570 S.W.2d at 388 (citations omitted). If the insurance eases cited in Cooksey should guide our decision, we doubt that the expansive interpretation urged by appellees can be used to raise the government’s limit of liability to $100,000 for every cause of action (survival, wrongful death, bystander, etc.) on which various plaintiffs may prevail in case where the State’s negligence physically injured only one person. Accord Texas Dep’t of Tramp, v. Ramming, 861 S.W.2d 460, 465-66 (Tex.App.—Houston [14th Dist.] (1993) (holding that the phrase “each person” in the Tort Claims Act refers only to a person who suffers bodily injury or death).
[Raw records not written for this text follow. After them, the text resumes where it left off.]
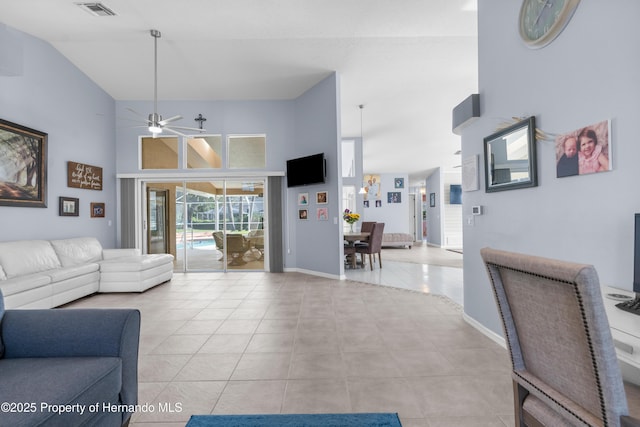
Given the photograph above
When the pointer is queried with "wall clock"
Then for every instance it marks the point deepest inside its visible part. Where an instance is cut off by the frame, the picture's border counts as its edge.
(542, 20)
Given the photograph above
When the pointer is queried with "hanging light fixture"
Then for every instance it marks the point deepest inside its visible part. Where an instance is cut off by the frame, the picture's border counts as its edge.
(361, 107)
(154, 122)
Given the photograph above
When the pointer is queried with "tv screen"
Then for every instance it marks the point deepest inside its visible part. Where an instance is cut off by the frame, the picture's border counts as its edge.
(306, 170)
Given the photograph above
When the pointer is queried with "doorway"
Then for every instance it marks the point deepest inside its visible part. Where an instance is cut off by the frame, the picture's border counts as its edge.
(157, 220)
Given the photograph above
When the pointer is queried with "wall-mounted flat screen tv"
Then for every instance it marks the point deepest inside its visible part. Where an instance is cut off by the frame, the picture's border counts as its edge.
(306, 170)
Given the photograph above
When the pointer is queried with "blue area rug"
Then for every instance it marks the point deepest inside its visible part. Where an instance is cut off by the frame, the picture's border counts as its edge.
(297, 420)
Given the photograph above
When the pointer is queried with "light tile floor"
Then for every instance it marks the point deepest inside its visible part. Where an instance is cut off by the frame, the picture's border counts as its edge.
(253, 342)
(249, 342)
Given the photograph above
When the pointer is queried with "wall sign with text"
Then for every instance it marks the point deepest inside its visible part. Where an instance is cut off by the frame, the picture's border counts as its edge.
(80, 175)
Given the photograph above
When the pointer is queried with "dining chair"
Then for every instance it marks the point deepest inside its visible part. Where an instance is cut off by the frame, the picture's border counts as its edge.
(365, 227)
(374, 245)
(564, 365)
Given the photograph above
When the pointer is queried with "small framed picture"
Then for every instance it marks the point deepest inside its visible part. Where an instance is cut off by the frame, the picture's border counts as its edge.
(322, 197)
(322, 214)
(394, 197)
(97, 210)
(69, 206)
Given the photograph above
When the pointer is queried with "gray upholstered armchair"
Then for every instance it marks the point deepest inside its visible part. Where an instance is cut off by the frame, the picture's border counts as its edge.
(68, 367)
(565, 370)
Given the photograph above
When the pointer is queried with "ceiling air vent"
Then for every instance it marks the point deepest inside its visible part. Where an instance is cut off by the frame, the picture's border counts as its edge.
(96, 9)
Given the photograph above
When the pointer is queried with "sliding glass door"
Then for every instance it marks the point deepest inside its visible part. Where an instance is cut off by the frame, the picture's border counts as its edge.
(219, 225)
We sustain point of error three and reform the judgment by reducing it from $200,000 to $100,000.
Appellees contend in a cross-point of error that we have no jurisdiction because the cost bond was filed too late. We overrule the point for the reasons stated earlier in Harris County Hospital District v. Estrada, 831 S.W.2d 876, 880 (Tex.App.—Houston [1st Dist.] 1992) (order).
As so reformed, the judgment is affirmed.
. The District was jointly and severally liable for the entire judgment as a result of the 35 percent finding. TexCivPrac & Rem.Code Ann. § 33.013 (Vernon Supp.1993).
. The statute reads:
Except as provided by Subsection (c), liability of a unit of local government under this chapter is limited to money damages in a maximum amount of $100,000 for each person and $300,000 for each single occurrence for bodily injury or death and $100,000 for each single occurrence for injury to or destruction of property.
Tex.Civ.Prac. & Rem Code Ann. § 101.023(b) (Vernon Supp.1993).